Psychologisch meisterhafte Schilderung

16.12.2018 | Allgemein, Theater


Copyright: Daniela Aldinger

„Bahnwärter Thiel“ nach Gerhart Hauptmann am 15. Dezember 2018 im Studiotheater/STUTTGART 

PSYCHOLOGISCH MEISTERHAFTE SCHILDERUNG

In der subtilen Inszenierung von Christof Küster spielen und sprechen Marie Mayer, Karlheinz Schmitt und Johannes Schüchner gemeinsam und glutvoll die Erzählung „Bahnwärter Thiel“ nach Gerhart Hauptmann. Ein psychologisches Meisterstück.
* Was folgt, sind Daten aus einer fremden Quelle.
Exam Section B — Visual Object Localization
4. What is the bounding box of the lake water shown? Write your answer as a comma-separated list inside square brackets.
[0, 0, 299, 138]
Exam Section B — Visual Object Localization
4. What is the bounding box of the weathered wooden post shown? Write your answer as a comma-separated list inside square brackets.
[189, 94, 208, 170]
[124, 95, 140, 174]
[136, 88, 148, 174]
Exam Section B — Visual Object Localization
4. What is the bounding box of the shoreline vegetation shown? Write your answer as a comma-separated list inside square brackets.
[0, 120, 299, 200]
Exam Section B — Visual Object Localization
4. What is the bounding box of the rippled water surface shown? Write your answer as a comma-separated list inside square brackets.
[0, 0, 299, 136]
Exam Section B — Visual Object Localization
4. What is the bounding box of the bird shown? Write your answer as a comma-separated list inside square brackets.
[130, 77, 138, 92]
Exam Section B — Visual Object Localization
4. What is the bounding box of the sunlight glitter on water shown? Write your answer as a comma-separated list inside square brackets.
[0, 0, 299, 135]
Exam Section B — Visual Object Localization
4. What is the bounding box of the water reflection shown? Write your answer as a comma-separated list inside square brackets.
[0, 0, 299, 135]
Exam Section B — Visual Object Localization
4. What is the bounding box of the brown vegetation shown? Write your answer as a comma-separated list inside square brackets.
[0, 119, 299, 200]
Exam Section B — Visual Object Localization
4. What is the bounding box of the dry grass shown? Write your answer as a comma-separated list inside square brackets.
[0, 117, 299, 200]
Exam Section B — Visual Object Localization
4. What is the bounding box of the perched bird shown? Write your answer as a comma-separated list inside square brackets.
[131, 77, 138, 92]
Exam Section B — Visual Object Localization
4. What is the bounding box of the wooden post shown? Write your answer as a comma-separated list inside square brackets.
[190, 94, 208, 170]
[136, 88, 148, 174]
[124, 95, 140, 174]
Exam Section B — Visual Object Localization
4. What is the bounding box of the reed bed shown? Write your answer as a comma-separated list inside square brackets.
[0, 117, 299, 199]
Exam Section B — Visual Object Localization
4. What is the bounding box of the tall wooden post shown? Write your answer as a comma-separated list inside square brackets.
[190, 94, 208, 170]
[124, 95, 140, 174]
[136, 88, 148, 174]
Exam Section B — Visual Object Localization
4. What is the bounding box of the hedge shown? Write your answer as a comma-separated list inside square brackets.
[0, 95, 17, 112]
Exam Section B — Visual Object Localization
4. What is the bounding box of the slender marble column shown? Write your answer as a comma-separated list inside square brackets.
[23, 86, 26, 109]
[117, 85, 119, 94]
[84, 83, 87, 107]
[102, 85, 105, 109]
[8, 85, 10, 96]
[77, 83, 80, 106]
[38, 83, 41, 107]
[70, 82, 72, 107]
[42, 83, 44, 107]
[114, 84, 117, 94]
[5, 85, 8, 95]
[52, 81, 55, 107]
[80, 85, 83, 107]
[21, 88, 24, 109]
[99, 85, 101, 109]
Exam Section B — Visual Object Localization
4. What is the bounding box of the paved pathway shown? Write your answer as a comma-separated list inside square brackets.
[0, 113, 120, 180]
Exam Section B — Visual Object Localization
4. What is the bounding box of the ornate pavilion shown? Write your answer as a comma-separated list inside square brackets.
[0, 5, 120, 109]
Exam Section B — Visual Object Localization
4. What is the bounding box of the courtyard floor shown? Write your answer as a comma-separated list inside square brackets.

In der Ausstattung von Maria Martinez Pena (Video: Oliver Feigl) und mit der suggestiven Musik von Martin Kohlstedt werden die Konturen und Stress-Faktoren einer obskuren Bahnhofsatmosphäre sehr lebendig. Man sieht im Hintergrund die riesigen Räder der Lokomotive, die sich langsam und fast schon monströs bewegen. Der Zuschauer registriert hier am Anfang einen gewissenhaften und gläubigen Menschen, den nichts aus der Fassung zu bringen scheint.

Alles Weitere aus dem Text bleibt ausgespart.